C’était un homme sec, aux bras nerveux et aux longues jambes minces. Son visage était tanné par le travail en plein air, ses cheveux blond cendré retombaient en désordre sur son front. Ses mains étaient grandes, constellées de cicatrices à force de manipuler des caisses de bois rêche. Ses yeux étaient bleus. La seule chose qui fût vraiment belle chez lui.
Il marchait plus lentement que d’habitude, et beaucoup de commerçants levaient la main ou lui lançaient un mot aimable. Cela faisait sept ans qu’il était sur le marché, mais aujourd’hui c’était son dernier jour, et ils le suivaient des yeux, sans bien savoir s’ils devaient s’en attrister ou se réjouir pour lui.
Il alla au point de chargement hisser sur son épaule des caisses de rutabagas et d’oignons et les porta au stand de fruits et légumes de Navracek. Il coupa le vert des oignons et les germes des pommes de terre, retourna le tas de bois de chauffage pour l’empêcher de moisir et empila les palettes vides. Chez le poissonnier, il nettoya les écailles, les mucosités et le sang des bacs de glace. Il fourra la glace souillée et les têtes aux yeux globuleux et aux gueules béantes dans un sac qu’il porta aux ordures. Puis il passa au stand des jouets avec les autos de bois et les petits manèges de fer colorés et ponça la rouille du gratte-boue. Son travail lui avait toujours plu : la variété, l’effort physique, l’argent de la journée qui tintait dans ses poches le soir. Il aimait l’air clair et froid de l’hiver, et la chaleur de l’été, qui amollissait l’asphalte où s’enfonçaient les capsules de bière, il aimait les voix enrouées des marchands, qui se couvraient les unes les autres, et l’idée de n’être qu’un petit rouage d’un immense organisme, bruyant, palpitant.

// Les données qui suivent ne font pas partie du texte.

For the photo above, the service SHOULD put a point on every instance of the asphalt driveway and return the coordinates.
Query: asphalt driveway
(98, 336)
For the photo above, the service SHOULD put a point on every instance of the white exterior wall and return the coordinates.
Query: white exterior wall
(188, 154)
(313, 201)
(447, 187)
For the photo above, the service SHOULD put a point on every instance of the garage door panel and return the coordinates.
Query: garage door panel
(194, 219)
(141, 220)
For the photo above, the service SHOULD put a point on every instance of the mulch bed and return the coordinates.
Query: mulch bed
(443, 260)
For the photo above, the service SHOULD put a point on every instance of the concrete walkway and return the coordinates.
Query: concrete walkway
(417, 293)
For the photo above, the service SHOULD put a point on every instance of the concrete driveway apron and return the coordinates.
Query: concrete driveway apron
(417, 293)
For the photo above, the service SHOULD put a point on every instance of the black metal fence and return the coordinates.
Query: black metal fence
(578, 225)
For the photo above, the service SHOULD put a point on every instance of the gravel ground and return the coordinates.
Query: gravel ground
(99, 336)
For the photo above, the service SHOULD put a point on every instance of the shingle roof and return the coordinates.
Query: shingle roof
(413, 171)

Avant la fin du marché il revint à la boucherie. Il s’était procuré un pot de graisse chez le quincailler pour lubrifier les charnières du store. Il plongeait un doigt dans la graisse et la répartissait sur les charnières et le pas de la vis de réglage. Il travaillait minutieusement, les doigts douloureux à force de tripoter la vis.

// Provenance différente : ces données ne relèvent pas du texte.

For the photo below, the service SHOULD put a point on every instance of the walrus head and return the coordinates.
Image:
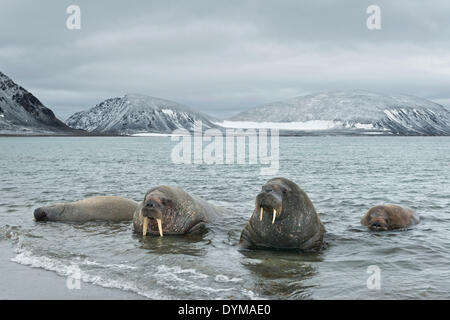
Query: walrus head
(48, 213)
(377, 219)
(269, 202)
(169, 210)
(284, 217)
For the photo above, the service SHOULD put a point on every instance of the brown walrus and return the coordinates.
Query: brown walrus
(103, 208)
(284, 218)
(389, 217)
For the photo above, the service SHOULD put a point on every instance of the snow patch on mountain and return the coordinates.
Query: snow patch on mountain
(357, 110)
(22, 113)
(135, 114)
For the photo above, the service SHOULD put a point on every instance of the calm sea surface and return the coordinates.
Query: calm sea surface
(343, 176)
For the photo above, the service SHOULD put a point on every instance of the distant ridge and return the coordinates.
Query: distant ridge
(21, 113)
(356, 110)
(137, 113)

« Tu vas finir par m’user le fer à frotter comme ça », dit le boucher. Il prit une bourse dans le tiroir à couteaux et en extirpa gauchement un billet.
« Laisse », dit Simon.
Le boucher haussa les épaules et rempocha son argent.
« Tu reviens quand tu veux, dit-il. Pour quelqu’un comme toi, il y a toujours du travail.
– Merci.
– En tout cas je te souhaite bonne chance. Mais de toute manière on va se revoir.
– Oui, dit Simon. À bientôt. »
Ce soir-là, il ne rentra pas par le chemin habituel. Il suivit les ruelles de Leopoldstadt jusqu’à la Praterstrasse et la Vorgartenstrasse et gagna le Danube, où péniches et chalands émergeaient de l’ombre du Reichsbrücke et remontaient le fleuve dans la lumière irisée du couchant. Sur la rive, à la hauteur de l’ancienne usine de construction mécanique, il se mit à courir. Il courait sur le chemin de terre, longeant des blocs de béton géants, des fosses de débris de verre, des tas de ferraille et des grilles de fer rouillées. Du bois flotté et des cartons gonflés d’eau clapotaient le long des berges. Les mouettes rieuses glapissaient au-dessus de lui, et sur la rive nord, au-dessus de la plaine du Danube, planaient les cerfs-volants des enfants des faubourgs, minuscules taches de couleur dans le ciel. Il courait, haletant, la bouche ouverte, les bras ballants. La sueur lui coulait sur la figure, dans sa gorge il sentait battre son cœur. Clignant des yeux dans le soleil, il voyait le café avec sa salle poussiéreuse, les tables et les chaises dans la pénombre, les visages sur le papier des murs, et poursuivant sa course sur le chemin cahoteux, les poumons en feu, passant sous le Augartenbrücke, dévalant un talus lessivé par les eaux, foulant la caillasse brûlante qui cliquetait sous ses pieds, dépassant des joncs noirs et les épineux où voletaient des lambeaux de papier, il se disait qu’il pourrait continuer à courir indéfiniment, sans jamais s’arrêter.